Black-Box Optimization with Implicit Constraints for Public Policy
Wenqian Xing, JungHo Lee, Chong Liu, Shixiang Zhu
TL;DR
The paper tackles implicit constraints in black-box optimization for public policy and introduces CageBO, which learns a constraint-free latent space $\mathcal{Z}$ via a conditional variational autoencoder and performs Bayesian optimization there while decoding to feasible decisions in $\mathcal{X}$. It provides a post-decoding projection and proves a no-regret upper bound $\mathbb{E}[R_T] = \widetilde{O}(\sqrt{T \gamma_T} + \sqrt{d} (n+T)^{d/(d+1)})$ under standard GP-Bandit assumptions. The method is validated on synthetic benchmarks and a large-scale Atlanta police redistricting case, showing superior performance and efficiency over baselines.
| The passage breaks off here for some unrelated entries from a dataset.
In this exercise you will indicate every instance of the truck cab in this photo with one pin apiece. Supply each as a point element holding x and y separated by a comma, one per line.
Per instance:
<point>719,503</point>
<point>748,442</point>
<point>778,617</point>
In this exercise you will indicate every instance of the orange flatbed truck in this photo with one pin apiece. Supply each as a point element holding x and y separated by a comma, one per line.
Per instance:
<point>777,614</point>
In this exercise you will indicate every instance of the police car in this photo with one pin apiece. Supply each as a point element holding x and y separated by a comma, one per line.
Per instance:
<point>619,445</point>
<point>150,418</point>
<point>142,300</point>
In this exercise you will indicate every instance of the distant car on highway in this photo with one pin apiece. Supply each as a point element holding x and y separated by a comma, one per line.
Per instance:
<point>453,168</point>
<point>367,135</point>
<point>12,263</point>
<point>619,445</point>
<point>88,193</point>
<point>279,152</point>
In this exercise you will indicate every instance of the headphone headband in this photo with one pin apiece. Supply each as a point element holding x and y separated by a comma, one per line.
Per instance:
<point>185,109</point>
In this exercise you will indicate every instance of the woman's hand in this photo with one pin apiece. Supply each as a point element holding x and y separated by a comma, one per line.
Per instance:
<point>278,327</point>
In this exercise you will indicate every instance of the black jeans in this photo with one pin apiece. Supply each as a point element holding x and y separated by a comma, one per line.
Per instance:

This approach enables efficient exploration of high-dimensional, implicitly constrained policy spaces with practical impact for policymaking, while acknowledging fairness considerations and the need for debiasing techniques.
Abstract
Black-box optimization (BBO) has become increasingly relevant for tackling complex decision-making problems, especially in public policy domains such as police redistricting. However, its broader application in public policymaking is hindered by the complexity of defining feasible regions and the high-dimensionality of decisions. This paper introduces a novel BBO framework, termed as the Conditional And Generative Black-box Optimization (CageBO). This approach leverages a conditional variational autoencoder to learn the distribution of feasible decisions, enabling a two-way mapping between the original decision space and a simplified, constraint-free latent space. The CageBO efficiently handles the implicit constraints often found in public policy applications, allowing for optimization in the latent space while evaluating objectives in the original space. We validate our method through a case study on large-scale police redistricting problems in Atlanta, Georgia. Our results reveal that our CageBO offers notable improvements in performance and efficiency compared to the baselines.